Although the studies came laced with caveats, their cumulative impact suggests that cardiology is in the midst of a revolutionary shift in understanding the causes of heart disease. After years of focusing on the role of cholesterol in clogging arteries, researchers now recognize C-reactive protein, a measure of inflammation in artery walls and elsewhere, as a prime risk factor in its own right.
The key study published last week found that heart disease patients who were given high doses of a cholesterol-lowering statin drug also experienced a drop in CRP levels and in heart attacks. Thus the high-dose statin packed a double wallop.
These findings apply only to patients already suffering from severe heart disease.
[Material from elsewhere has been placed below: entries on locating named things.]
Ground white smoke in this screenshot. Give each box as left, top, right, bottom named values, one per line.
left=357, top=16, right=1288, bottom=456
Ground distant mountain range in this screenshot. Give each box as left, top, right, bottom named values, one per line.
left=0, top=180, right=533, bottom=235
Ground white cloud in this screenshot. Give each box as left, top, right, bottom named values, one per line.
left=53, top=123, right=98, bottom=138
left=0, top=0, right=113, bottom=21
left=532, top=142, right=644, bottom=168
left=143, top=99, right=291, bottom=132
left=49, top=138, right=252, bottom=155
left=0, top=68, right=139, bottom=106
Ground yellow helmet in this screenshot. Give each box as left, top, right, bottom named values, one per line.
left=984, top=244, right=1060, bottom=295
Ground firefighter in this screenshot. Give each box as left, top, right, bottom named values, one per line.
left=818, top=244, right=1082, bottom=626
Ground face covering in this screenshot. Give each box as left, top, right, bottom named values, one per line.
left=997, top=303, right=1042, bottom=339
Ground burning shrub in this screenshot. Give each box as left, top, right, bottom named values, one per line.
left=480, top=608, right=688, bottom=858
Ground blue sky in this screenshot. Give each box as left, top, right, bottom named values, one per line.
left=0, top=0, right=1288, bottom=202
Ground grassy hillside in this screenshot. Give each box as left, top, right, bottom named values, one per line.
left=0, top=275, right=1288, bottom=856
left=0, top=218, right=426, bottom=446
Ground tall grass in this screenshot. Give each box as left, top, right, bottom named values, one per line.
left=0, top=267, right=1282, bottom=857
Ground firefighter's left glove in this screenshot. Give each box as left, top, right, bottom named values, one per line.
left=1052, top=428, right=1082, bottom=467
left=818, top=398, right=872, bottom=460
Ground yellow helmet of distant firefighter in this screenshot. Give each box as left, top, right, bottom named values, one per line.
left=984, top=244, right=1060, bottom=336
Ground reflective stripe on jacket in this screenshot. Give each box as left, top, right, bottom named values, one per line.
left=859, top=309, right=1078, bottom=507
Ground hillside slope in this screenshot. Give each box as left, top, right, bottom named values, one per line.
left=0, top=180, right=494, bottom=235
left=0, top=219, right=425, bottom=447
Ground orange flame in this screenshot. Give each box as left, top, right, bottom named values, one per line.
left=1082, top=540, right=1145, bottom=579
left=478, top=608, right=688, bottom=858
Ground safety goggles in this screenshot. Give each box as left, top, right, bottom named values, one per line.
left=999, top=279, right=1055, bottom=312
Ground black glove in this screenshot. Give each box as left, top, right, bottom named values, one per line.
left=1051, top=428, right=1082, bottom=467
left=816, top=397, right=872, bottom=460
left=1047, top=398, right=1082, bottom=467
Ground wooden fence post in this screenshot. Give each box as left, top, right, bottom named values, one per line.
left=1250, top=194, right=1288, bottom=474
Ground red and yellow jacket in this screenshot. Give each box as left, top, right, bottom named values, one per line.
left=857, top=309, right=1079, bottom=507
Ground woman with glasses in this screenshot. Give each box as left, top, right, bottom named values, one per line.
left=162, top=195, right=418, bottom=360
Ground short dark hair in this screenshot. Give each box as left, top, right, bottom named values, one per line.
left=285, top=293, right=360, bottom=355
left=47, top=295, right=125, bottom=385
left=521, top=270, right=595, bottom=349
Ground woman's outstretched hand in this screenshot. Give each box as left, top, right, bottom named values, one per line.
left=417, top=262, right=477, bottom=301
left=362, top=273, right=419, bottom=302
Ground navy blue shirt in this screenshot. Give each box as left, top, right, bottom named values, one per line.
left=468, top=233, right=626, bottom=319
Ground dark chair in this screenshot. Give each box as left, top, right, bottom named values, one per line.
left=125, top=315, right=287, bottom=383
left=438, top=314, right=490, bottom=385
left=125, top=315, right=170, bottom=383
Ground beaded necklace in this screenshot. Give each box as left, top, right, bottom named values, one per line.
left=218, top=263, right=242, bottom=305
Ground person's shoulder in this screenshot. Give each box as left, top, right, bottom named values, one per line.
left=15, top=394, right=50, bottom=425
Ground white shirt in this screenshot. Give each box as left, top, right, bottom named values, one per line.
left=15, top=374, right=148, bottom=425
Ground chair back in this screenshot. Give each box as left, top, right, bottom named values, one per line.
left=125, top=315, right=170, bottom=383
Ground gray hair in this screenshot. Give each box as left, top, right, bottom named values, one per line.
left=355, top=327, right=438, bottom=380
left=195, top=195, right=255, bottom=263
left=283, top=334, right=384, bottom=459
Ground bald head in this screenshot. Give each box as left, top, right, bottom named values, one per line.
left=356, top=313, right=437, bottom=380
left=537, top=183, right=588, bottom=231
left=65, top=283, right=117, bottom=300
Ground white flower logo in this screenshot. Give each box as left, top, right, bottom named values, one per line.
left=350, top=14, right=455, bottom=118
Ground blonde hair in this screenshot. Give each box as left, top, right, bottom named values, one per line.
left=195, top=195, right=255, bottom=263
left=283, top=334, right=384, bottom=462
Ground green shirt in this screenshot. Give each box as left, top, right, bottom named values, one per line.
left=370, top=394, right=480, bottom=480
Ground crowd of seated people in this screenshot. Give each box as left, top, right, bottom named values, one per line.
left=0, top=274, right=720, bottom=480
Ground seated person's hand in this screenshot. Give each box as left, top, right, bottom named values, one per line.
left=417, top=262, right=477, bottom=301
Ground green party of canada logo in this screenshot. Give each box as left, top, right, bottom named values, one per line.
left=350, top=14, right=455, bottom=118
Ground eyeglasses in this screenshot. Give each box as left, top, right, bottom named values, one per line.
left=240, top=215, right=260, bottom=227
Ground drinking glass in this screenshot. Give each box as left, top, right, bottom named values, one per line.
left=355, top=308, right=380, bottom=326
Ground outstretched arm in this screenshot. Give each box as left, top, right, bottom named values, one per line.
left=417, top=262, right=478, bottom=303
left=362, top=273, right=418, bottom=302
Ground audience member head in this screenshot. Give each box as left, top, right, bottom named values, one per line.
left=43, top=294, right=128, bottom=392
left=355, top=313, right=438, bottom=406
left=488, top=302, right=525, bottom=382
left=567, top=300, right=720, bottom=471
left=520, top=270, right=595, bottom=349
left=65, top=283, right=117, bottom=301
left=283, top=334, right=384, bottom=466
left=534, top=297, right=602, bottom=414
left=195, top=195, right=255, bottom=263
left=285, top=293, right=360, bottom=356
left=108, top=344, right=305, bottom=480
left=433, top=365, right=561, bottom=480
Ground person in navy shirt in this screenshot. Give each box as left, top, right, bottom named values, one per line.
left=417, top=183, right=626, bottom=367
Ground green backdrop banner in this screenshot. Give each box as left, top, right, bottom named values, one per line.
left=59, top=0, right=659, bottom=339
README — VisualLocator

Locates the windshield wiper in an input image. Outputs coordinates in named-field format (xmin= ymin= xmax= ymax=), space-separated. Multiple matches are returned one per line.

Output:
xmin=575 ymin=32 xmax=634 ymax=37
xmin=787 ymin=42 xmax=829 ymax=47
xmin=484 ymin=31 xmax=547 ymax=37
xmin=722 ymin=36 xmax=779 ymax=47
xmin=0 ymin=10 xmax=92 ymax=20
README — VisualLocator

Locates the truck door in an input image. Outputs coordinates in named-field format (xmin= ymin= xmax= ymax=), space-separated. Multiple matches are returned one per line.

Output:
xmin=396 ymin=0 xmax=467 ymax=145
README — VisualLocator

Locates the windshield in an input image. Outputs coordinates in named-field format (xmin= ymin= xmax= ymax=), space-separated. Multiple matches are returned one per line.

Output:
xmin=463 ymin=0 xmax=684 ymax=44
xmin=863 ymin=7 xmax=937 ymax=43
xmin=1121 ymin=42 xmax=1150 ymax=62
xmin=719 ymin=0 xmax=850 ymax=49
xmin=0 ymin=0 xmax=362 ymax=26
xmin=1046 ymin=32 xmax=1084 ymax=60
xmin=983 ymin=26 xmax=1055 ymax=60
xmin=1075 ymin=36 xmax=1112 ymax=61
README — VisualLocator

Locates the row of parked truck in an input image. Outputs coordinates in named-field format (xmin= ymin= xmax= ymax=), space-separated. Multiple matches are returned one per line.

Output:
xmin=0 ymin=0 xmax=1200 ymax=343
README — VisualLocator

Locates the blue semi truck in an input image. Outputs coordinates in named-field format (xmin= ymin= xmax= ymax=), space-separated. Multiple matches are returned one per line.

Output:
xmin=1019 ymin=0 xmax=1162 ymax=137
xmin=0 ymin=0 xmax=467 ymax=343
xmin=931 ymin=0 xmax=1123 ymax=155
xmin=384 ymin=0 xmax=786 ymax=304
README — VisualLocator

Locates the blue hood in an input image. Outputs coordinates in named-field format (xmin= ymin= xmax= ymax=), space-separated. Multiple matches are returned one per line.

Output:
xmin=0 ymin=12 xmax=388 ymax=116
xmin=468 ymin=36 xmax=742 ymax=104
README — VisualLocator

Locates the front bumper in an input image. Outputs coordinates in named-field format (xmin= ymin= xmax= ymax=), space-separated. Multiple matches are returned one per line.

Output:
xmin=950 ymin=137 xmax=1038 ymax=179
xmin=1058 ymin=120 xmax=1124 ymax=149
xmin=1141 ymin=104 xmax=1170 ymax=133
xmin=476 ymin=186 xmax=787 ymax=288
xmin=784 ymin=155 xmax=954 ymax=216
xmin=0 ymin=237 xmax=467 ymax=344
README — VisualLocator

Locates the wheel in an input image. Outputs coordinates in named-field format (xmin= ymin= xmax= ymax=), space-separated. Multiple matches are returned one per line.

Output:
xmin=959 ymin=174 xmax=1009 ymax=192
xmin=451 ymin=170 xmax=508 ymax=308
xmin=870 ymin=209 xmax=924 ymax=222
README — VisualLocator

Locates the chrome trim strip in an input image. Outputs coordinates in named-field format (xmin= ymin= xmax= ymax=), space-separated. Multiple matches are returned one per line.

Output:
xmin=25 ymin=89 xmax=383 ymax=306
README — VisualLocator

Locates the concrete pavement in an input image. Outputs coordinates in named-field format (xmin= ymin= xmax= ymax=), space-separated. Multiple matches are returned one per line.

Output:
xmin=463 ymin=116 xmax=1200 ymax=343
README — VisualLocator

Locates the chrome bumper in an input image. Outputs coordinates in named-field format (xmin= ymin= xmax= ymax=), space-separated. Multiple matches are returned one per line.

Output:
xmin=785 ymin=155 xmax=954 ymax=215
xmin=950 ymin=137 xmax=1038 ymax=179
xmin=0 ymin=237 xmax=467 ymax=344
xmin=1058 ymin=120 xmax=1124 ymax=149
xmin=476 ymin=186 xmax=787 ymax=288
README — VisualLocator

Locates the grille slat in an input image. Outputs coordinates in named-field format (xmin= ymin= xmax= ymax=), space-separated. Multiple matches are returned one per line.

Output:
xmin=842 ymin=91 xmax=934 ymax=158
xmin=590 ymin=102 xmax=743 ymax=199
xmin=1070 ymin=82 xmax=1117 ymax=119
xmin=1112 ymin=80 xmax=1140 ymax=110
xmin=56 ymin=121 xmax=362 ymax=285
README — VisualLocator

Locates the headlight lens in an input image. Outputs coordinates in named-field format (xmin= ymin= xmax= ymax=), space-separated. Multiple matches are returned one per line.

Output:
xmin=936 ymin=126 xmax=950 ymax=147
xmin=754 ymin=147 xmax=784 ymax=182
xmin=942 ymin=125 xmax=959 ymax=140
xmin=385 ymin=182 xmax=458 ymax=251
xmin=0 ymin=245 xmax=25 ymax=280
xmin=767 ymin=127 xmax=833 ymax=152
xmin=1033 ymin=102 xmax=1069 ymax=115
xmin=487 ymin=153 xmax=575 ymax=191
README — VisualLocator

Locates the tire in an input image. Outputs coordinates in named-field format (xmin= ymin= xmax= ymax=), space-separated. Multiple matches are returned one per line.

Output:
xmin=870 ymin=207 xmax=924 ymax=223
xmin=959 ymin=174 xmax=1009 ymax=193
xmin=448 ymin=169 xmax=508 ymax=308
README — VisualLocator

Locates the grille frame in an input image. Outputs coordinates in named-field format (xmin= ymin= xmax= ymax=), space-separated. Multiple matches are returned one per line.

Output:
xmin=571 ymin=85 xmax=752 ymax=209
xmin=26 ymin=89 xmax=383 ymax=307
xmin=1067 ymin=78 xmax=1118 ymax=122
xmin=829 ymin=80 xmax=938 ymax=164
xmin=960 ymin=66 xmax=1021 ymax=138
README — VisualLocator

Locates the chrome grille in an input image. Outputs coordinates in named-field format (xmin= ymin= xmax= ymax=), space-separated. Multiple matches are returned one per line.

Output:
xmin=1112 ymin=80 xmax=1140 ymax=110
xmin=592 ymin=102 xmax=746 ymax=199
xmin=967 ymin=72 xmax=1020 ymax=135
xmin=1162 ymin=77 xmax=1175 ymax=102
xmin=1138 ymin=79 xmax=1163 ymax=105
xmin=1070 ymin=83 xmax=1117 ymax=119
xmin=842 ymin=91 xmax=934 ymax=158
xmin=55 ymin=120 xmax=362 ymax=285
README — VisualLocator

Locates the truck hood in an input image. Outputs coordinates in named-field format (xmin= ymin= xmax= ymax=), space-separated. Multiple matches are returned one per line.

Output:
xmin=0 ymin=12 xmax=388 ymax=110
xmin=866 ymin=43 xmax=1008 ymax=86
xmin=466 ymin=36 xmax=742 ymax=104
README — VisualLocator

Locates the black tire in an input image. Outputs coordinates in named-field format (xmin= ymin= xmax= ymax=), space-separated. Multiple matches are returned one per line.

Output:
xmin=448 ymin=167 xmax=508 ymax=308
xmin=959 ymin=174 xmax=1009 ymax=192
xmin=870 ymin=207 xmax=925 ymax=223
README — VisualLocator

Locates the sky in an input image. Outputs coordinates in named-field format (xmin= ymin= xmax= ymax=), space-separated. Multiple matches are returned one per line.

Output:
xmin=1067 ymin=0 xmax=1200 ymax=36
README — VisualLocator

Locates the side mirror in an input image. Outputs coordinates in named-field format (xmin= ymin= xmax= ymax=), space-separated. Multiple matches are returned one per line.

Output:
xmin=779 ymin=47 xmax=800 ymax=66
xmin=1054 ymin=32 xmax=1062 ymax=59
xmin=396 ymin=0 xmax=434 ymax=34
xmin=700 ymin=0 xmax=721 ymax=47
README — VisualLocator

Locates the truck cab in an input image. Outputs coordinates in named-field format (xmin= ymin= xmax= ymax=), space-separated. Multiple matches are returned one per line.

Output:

A separate clinical trial will seek to determine whether lowering C-reactive protein can reduce heart attacks in healthy patients with normal cholesterol levels but above-average levels of C-reactive protein. Nearly half of all people who suffer heart attacks have normal cholesterol levels, so it is critical to devise tests and treatments to reduce their risk.
Even before the final clinical results are in, it would seem prudent for all overweight couch potatoes who think they are safe because their cholesterol levels are low to get their C-reactive protein levels tested. If their CRP levels are high, they may be spurred to lose weight, exercise and stop smoking to bring down those protein levels. High doses of statins, with their risk of side effects, would presumably be a last resort.